The tuning work in week two is mostly building the exclusion logic for the travel/contractor cases without building it so loosely that the actual signal disappears. The pattern that breaks down here is the one where someone defines “trusted countries” as a static list. Two months later a legitimate hire moves to Portugal, gets added to the list, and the list now contains a country the operator can route through. The exclusion has to be per-user and time-bounded, not global.
Where it goes sideways
A few specific failure modes worth naming.
The hardware-KVM variant defeats every network-side detection that depends on remote-access binaries. If your program is built entirely on “alert when AnyDesk runs,” you will catch the lazy operators and miss the careful ones. The compensating control is shipping the laptop with a tamper-evident seal on the chassis and requiring a video onboarding call where the new hire holds the device up to the camera with the seal visible. Cheap, low-tech, surprisingly effective. Several of the public Famous Chollima writeups have noted operators refusing or stalling on video calls — that refusal is itself a signal HR should be trained to escalate.
Git telemetry is underused. A developer who clones the entire monorepo in their first week, from a residential IP, at 0300 local time relative to their stated location, is doing something that should at least generate a ticket. GitHub Enterprise and GitLab both expose this in audit logs; the field in GHE is actor_ip on git.clone events.

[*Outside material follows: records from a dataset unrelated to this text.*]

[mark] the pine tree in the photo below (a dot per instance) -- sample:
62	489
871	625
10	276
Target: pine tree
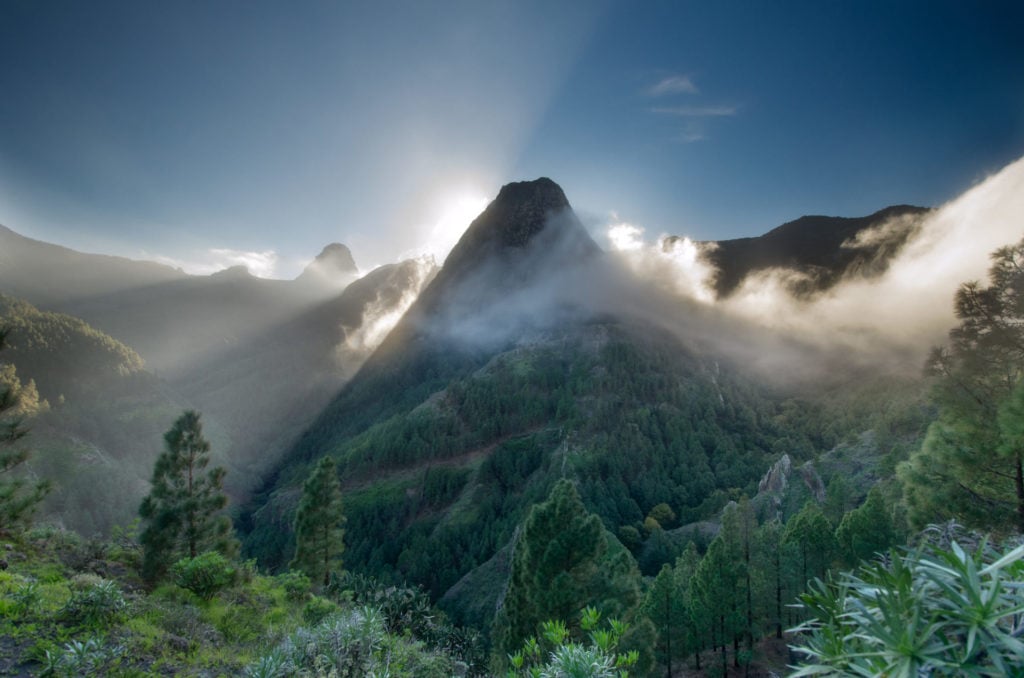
811	537
559	566
866	530
971	466
182	508
18	498
318	520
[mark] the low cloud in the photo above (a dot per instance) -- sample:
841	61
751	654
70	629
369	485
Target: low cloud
696	111
890	320
673	85
260	264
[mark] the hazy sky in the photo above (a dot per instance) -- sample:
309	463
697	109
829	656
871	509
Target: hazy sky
214	132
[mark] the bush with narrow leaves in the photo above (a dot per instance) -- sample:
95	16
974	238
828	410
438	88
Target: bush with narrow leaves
95	602
930	611
205	575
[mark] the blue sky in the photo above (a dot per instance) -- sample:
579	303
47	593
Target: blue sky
267	129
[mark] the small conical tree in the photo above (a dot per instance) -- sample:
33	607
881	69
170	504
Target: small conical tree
181	510
318	532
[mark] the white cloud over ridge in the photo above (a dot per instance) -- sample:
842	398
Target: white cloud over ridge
673	85
260	264
894	318
696	111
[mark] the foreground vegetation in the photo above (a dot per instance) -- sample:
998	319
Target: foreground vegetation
563	560
76	607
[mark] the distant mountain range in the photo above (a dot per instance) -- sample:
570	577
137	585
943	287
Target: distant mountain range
821	249
509	370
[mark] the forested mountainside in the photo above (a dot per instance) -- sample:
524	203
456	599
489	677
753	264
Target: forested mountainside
446	436
170	318
95	433
530	441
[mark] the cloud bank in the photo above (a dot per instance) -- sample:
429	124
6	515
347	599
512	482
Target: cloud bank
894	318
260	264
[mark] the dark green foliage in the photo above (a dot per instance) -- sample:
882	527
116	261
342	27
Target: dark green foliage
866	531
64	354
205	575
95	405
636	421
181	510
95	602
553	653
810	538
316	609
296	585
929	611
971	466
318	520
559	566
408	609
18	496
667	606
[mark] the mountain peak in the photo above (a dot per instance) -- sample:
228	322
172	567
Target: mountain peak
525	239
334	266
520	211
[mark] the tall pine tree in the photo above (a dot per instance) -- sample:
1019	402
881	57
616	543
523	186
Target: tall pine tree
971	466
18	497
318	532
560	564
182	509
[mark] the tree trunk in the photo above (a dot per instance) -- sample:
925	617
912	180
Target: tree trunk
192	515
778	595
668	630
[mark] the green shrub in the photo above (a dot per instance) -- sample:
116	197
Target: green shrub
80	658
932	610
205	575
317	609
94	602
296	585
27	598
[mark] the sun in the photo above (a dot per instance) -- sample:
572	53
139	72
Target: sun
457	211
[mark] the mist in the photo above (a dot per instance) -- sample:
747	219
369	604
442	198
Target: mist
892	319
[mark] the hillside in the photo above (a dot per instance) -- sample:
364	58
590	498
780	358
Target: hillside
100	431
472	408
173	320
822	249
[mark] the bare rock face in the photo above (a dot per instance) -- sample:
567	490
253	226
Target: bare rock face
775	479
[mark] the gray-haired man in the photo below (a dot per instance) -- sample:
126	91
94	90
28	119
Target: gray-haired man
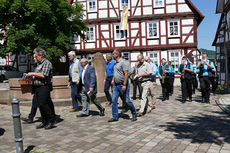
109	69
42	85
74	77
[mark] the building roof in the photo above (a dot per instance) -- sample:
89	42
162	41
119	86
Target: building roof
195	10
218	30
198	14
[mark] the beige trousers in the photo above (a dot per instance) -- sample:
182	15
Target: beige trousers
151	96
144	100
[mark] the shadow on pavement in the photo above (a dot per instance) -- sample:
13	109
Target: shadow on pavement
2	131
29	148
202	129
124	116
94	113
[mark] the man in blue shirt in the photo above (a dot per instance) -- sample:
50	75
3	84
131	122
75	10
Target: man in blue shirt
171	79
109	69
74	77
204	69
185	70
164	71
151	97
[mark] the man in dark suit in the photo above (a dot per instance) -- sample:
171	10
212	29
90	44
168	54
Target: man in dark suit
88	82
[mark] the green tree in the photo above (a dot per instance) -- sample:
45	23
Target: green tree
49	24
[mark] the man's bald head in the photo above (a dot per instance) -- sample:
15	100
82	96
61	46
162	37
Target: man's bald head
84	62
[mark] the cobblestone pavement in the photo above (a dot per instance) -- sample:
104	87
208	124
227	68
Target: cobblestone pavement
224	102
173	127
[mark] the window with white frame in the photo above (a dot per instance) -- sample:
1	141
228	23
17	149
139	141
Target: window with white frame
126	55
92	5
174	57
76	38
154	56
90	33
120	34
124	3
152	30
158	3
174	28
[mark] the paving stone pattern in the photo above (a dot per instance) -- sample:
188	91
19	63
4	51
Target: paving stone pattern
173	127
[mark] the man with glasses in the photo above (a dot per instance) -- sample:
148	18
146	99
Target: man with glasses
121	86
42	87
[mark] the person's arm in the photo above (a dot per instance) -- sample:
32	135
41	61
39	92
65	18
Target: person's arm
158	73
213	67
45	72
198	68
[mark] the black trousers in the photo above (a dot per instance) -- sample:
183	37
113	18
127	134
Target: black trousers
186	87
45	103
214	83
108	84
33	108
135	85
205	88
165	88
194	85
171	83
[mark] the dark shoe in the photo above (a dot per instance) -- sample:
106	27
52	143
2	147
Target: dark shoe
49	125
203	100
134	98
124	110
134	118
74	110
82	115
112	120
28	121
102	112
42	125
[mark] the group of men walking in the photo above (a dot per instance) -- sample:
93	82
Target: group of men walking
83	84
204	74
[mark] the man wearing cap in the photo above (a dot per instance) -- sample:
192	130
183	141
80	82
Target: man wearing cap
74	77
164	71
205	69
121	86
109	69
185	70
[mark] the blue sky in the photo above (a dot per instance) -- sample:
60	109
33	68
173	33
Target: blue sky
207	28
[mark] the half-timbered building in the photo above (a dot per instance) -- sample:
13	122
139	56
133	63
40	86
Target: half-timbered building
222	42
157	28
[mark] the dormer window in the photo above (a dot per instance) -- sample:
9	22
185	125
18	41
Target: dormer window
158	3
124	3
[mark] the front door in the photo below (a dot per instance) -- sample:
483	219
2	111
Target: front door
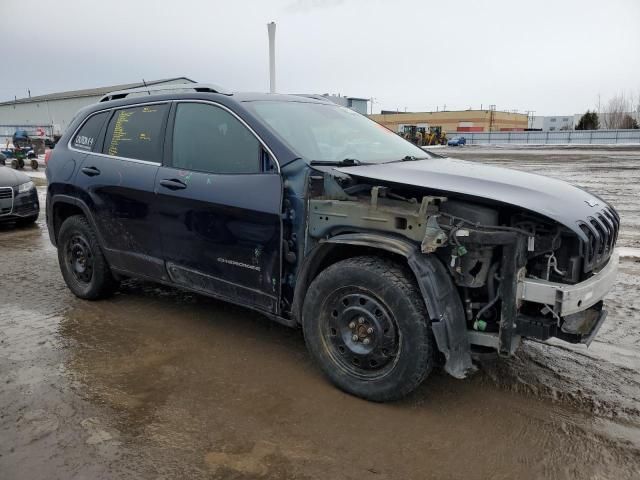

Most SOCs aren’t ingesting these because the volume is high and the value per event is low — but for the new-hire cohort, in the first 30 days, the volume is manageable and the signal is good.
Payroll and crypto are the other side. The wages route through US banks to prepaid cards and eventually to mixers. Your SOC will never see that. Treasury and finance might, if anyone has built the relationship. Usually nobody has.
Control mapping
For the ISSO writing this into the SSP, the relevant families are less exotic than the threat sounds.
| Control | Where it lands |
|---|---|
| PS-3, PS-7 | Personnel screening and external-personnel security — the identity-proofing gap is the root cause |
| IA-2, IA-12 | Identity proofing for new accounts, especially binding a verified human to the credential |
| AC-17 | Remote access — the RMM and proxy detections live here |
| AU-6, AU-12 | Audit review and generation for the cross-identity correlation work |
| CA-7 | Continuous monitoring; the new-hire-cohort detections are a CA-7 artifact |
| SR-3, SR-6 | Supply chain controls where the “worker” was placed via a staffing vendor |
| SI-4 | System monitoring for the EDR and SIEM rules themselves |
The PS-3 / IA-12 pairing is where the program either works or doesn’t. Every detection downstream is compensating for a weak identity-proofing process at hire. If HR is doing live video interviews with government-ID verification through a vendor like Persona or Onfido, and the verification is bound to the eventual MFA enrollment, the SOC’s job gets dramatically smaller. If HR is doing phone screens and emailing offer letters, the SOC is the only line of defense and the detections above are load-bearing.
The part most teams get wrong
The single most common failure I would expect: treating this as a SOC problem instead of a joint HR–IT–Security program. The detections cannot work without the HR data feed — the payroll address, the travel records, the contractor flag, the staffing-vendor identifier. If your SIEM cannot join sign-in logs against a current employee record keyed on userPrincipalName, you cannot build the rules that matter, and you will spend the quarter writing geography alerts that fire on legitimate travelers and get muted by the analyst on shift.
Get the HR join working first. The detections are easy after that.